While his opponents tout their fiscal skills, Patrick is more of a feel-your-pain candidate. He recalls growing up poor (or broke, as his grandmother preferred to say, "because it's temporary") and the insights it has given him in this time of anxiety for so many people. "I know what it is like not to be certain about tomorrow," he told me, an empathy he had demonstrated moments earlier in a conversation with five jobless men in a state-financed weatherization training program.
But more and more, there's a hint of scalpel inside Patrick's soft-spoken, jokey amiability. Last week on WTKK-FM he said the Baker campaign lacked integrity and Baker "makes a lot of stuff up" (Baker said he was "a little disappointed" by the personal attacks). Patrick told me he had urged Cahill, who had earlier raised concerns about pension abuses, to be part of the reform drive -- but it didn't happen. "I guess he was planning to run for governor, so he stayed as far away from this as possible. He didn't lift a finger," Patrick said. ("Outright lying," Cahill campaign manager Adam Meldrum responded in an e-mail; he said Cahill met with a Cabinet member to share his ideas and his deputy attended meetings on reform).
The governor also managed an indirect dig at Attorney General Martha Coakley, who lost to Brown in the January Senate race. He told me the November election won't go the same way for him because "we believe in grassroots campaigning. The response I get when I'm out is frequently appreciation that I'm out, and that I'm meeting (people) where they are in every sense – physically, and emotionally as well." Left unsaid, because it didn't need to be said: Coakley famously disparaged grassroots campaigning.

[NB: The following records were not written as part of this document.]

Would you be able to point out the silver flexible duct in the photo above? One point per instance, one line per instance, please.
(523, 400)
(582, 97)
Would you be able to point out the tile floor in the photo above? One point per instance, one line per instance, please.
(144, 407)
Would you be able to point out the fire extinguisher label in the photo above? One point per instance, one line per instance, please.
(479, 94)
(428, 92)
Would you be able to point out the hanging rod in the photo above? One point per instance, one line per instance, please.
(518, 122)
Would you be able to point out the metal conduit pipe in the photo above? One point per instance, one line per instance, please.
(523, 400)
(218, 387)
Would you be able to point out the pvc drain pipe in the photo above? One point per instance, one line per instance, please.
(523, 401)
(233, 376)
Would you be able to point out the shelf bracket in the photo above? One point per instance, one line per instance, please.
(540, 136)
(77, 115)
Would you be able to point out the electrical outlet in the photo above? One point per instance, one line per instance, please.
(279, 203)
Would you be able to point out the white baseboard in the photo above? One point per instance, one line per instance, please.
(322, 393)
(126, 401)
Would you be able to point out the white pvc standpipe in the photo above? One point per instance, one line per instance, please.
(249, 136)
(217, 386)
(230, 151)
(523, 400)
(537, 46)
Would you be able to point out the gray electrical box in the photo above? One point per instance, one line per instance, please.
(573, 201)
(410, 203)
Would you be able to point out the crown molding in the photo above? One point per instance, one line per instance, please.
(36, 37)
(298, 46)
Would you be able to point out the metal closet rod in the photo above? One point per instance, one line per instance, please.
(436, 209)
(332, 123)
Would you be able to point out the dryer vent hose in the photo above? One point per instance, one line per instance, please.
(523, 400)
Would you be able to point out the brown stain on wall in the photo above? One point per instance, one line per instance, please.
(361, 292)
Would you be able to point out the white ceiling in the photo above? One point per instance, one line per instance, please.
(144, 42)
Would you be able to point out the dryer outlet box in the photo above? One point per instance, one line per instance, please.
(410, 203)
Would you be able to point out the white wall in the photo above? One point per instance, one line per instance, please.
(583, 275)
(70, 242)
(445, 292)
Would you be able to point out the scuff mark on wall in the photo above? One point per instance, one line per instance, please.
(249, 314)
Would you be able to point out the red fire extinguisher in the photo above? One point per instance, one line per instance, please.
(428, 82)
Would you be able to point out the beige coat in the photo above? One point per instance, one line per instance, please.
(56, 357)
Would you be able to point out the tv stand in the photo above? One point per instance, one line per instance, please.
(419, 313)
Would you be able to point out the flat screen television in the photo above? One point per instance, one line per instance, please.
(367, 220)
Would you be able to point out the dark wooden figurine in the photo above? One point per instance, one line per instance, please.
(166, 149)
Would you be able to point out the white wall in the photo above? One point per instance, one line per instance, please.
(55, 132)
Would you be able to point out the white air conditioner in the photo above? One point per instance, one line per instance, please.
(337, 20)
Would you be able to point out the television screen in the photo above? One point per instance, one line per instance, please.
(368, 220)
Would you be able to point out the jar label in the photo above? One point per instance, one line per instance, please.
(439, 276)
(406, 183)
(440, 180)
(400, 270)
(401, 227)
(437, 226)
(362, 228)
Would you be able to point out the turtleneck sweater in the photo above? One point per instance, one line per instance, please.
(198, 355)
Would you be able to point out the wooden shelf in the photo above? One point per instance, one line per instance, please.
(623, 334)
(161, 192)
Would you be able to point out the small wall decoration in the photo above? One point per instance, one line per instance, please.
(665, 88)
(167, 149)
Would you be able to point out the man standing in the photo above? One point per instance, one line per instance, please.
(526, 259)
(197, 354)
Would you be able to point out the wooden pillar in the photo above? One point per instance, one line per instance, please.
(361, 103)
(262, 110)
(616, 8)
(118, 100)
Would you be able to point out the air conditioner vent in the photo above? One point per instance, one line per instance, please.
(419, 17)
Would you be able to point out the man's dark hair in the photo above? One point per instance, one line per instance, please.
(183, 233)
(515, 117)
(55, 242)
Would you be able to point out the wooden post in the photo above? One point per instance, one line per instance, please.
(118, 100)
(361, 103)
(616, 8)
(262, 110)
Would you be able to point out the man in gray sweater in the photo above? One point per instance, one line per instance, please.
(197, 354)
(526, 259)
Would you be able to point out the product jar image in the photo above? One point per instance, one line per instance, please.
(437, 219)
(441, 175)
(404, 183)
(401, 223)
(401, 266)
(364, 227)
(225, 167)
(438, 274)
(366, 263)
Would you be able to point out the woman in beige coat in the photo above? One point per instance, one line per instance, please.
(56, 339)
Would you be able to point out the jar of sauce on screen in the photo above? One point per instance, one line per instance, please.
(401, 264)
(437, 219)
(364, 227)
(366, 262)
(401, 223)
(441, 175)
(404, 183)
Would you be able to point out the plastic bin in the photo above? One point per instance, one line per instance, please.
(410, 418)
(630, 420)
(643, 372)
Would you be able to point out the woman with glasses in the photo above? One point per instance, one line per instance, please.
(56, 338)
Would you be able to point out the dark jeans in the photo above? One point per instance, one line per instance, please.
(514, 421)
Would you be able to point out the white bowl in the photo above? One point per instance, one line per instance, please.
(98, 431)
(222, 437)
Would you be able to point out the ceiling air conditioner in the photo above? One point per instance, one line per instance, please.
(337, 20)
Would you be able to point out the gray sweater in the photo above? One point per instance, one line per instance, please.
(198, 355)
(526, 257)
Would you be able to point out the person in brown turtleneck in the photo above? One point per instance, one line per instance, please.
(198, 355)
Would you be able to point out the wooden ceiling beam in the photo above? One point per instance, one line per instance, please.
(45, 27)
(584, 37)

It often seems that Patrick's life and work are running parallel to Obama's, albeit on a smaller scale. Last week, when Obama was dealing with the massive oil spill in the Gulf of Mexico, Patrick was at the helm of his own crisis: a rupture in Boston's water system that left 2 million people without drinkable water for three days. Patrick's words sound awfully familiar when he speaks, as he often does, about doing heavy lifting for the future; the hard votes he's asked his majority Democratic Legislature to make, one after another,"bless their hearts," and their pleas for him to slow down and stop asking so much of them. Like Obama, he talks passionately about green jobs. And like Obama, he has plowed forward with his campaign promises, economy be damned.
"We have continued to deliver on the agenda that we set out when we came into office, even when the bottom started to fall out and we had a fiscal crisis on our hands," Patrick told me. That's the same attitude that sent Obama on his quest for comprehensive health reform -- a priority some key aides advised him to scrap in the teeth of the recession.
Obama and his consultants are working to help Patrick avoid Coakley's fate. He's not just running his own race, he's pioneering the next phase of the pair's political journey. He's trying to convince voters that he's made good on hope and change. And he's trying to convince them that despite the economic turmoil of the last 18 months, it is still the kind of hope and change they want.